From mboxrd@z Thu Jan  1 00:00:00 1970
From: Grant Grundler <grundler@parisc-linux.org>
Subject: Re: SCSI QLA not working on latest *-mm SN2
Date: Tue, 21 Sep 2004 16:44:03 -0600
Sender: linux-scsi-owner@vger.kernel.org
Message-ID: <20040921224403.GA20053@colo.lackof.org>
References: <20040917183029.GW642@parcelfarce.linux.theplanet.co.uk> <200409211409.11095.jbarnes@engr.sgi.com> <20040921190625.GB11708@colo.lackof.org> <200409211540.32554.jbarnes@engr.sgi.com>
Mime-Version: 1.0
Content-Type: text/plain; charset=us-ascii
Return-path: <linux-scsi-owner@vger.kernel.org>
Received: from colo.lackof.org ([198.49.126.79]:3975 "EHLO colo.lackof.org")
	by vger.kernel.org with ESMTP id S266703AbUIUWoM (ORCPT
	<rfc822;linux-scsi@vger.kernel.org>);
	Tue, 21 Sep 2004 18:44:12 -0400
Content-Disposition: inline
In-Reply-To: <200409211540.32554.jbarnes@engr.sgi.com>
List-Id: linux-scsi@vger.kernel.org
To: Jesse Barnes <jbarnes@engr.sgi.com>
Cc: Grant Grundler <grundler@parisc-linux.org>, James Bottomley <James.Bottomley@steeleye.com>, Matthew Wilcox <willy@debian.org>, Andrew Vasquez <andrew.vasquez@qlogic.com>, pj@sgi.com, SCSI Mailing List <linux-scsi@vger.kernel.org>, mdr@cthulhu.engr.sgi.com, jeremy@cthulhu.engr.sgi.com, djh@cthulhu.engr.sgi.com, Andrew Morton <akpm@osdl.org>

On Tue, Sep 21, 2004 at 03:40:32PM -0400, Jesse Barnes wrote:
> > Normally, I expect the chipset is responsible for maintaining
> > order of MMIO writes - though that sounds near impossible on
> > a large fabric where the spinlock transactions may take a different
> > path than the IO transactions.
> 
> I think it is.  I wouldn't be surprised if your hw guys told you the same 
> thing for your large machines.

I was told Superdome chipsets (SX1000) do NOT have this problem.
AFAIK, it only scales to 16 nodes (4 sockets/node) and the fabric
may not have the multiple paths SGI Altix (or other interconnects)
may have. (And I'd like the "other chipsets" better defined if anyone
knows of other chipsets).


I was also told likely *all* larger PCI-E systems will have this problem.
Ie any time the fabric allows multiple pathes to the same device.

And as usual, I was wrong.
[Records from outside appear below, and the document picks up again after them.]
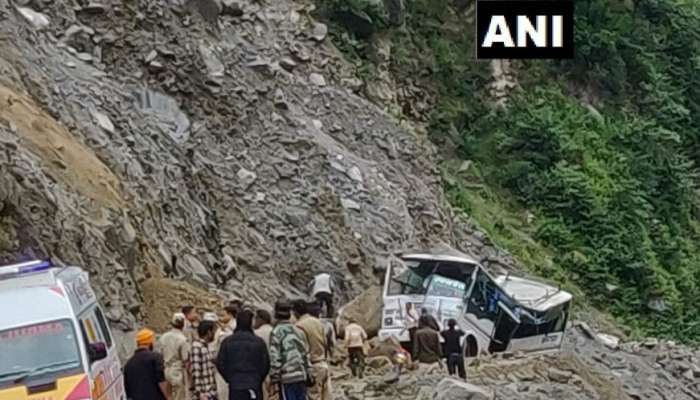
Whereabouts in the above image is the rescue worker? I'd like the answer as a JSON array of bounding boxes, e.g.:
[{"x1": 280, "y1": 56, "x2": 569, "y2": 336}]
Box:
[
  {"x1": 344, "y1": 317, "x2": 367, "y2": 379},
  {"x1": 270, "y1": 301, "x2": 313, "y2": 400},
  {"x1": 308, "y1": 303, "x2": 335, "y2": 361},
  {"x1": 190, "y1": 321, "x2": 217, "y2": 400},
  {"x1": 255, "y1": 310, "x2": 276, "y2": 400},
  {"x1": 404, "y1": 303, "x2": 420, "y2": 351},
  {"x1": 216, "y1": 310, "x2": 270, "y2": 400},
  {"x1": 440, "y1": 318, "x2": 467, "y2": 379},
  {"x1": 413, "y1": 316, "x2": 442, "y2": 366},
  {"x1": 180, "y1": 305, "x2": 199, "y2": 345},
  {"x1": 293, "y1": 300, "x2": 331, "y2": 400},
  {"x1": 158, "y1": 313, "x2": 190, "y2": 400},
  {"x1": 212, "y1": 305, "x2": 238, "y2": 400},
  {"x1": 309, "y1": 272, "x2": 335, "y2": 318},
  {"x1": 124, "y1": 329, "x2": 170, "y2": 400}
]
Someone educated me on HP V-class systems (PARISC)
having the same problem when running in NUMA config (4 node cluster).
Of course parisc-linux doesn't run on V-class...and HP didn't sell that
many V-class clusters...but here's the story anyway.
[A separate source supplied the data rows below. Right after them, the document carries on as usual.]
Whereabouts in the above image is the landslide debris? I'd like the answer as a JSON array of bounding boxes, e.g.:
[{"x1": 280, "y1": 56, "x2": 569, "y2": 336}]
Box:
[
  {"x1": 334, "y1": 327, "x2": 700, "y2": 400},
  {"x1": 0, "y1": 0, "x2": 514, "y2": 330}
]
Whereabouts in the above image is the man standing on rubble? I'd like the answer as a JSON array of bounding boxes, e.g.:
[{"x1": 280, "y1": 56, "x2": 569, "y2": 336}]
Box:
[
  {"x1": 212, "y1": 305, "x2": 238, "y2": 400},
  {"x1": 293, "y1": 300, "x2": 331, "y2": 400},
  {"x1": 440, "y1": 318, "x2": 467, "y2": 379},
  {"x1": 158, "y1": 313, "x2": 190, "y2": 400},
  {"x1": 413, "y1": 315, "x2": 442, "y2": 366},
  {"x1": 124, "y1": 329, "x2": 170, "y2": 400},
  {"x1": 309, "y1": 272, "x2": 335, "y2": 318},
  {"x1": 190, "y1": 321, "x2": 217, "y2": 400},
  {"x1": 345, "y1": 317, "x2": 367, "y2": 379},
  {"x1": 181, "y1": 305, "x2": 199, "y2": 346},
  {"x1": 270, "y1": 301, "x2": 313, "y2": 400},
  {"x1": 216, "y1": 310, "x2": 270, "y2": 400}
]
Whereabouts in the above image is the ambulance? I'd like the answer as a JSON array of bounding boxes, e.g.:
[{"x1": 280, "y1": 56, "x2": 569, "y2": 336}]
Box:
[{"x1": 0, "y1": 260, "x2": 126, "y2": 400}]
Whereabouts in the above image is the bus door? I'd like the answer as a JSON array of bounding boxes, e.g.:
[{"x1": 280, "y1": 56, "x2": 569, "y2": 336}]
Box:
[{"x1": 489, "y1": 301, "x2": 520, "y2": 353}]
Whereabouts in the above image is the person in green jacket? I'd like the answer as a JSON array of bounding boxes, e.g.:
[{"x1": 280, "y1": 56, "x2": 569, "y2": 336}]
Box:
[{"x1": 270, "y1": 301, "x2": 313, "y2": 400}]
Despite strongly ordered CPU accesses, the chipset couldn't preserve
ordering across the NUMA links.  The NIC drivers exposed this problem
when writing descriptors to remote shared memory.  This shared memory
is implemented on each Host PCI bus controller for that bus segment.
ie some MMIO writes had to cross both a NUMA Link and X-bar compared
to local nodes only crossing the X-bar.
Result was some of the descriptors picked up by NICs would contain garbage.
The workaround was adding MMIO Reads after each descriptor was
updated - exactly what SGI wants to do for qla driver.

...
> So you'll only have one read for every so many writes.  And if your chipset 
> supports it, you don't have to do a full read out to the target bus, but just 
> to the local chipset.

Yes - agreed - not every MMIO write and we really only need to guarantee
the writes have reach the targeted PCI segment.
But it's still alot more reads and will measureably affect performance
on smaller boxes if it's done unconditionally.

Large scale NUMA is going to suffer under RDMA.
RDMA using smaller boxes will be much faster with at
least 10000-2000 cycles less overhead and latency per packet.
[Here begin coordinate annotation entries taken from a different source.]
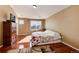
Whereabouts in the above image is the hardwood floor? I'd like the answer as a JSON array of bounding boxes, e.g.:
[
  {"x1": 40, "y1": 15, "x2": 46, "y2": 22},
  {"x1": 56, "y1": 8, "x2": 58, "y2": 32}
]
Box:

> It's a pretty hard bug to hit, as Jeremy mentioned.  You'll only see it on 
> large boxes.

Yes - a fabric that can't preserve ordering is the key bit here.

> If not, 
> then the hardware is already imposing I/O space write penalties anyway, 
> except for all writes.  I'd think that's worse than just flushing the ones 
> you care about, and only when you need to.

I have the impression it's not feasible for HW to enforce ordering on large
fabrics.  And the "standard" PCI programming model clearly can't deal
with out of order MMIO writes. You guys just have the misfortune of
pushing the "envelope" right now.

I don't want to overload an interface that deals with write posting
with MMIO write ordering workarounds. The cases we need to enforce
write posting are different from the cases which need to enforce
MMIO write ordering. I think I understand both well enough now
and hope you do too. :^) 

hth,
grant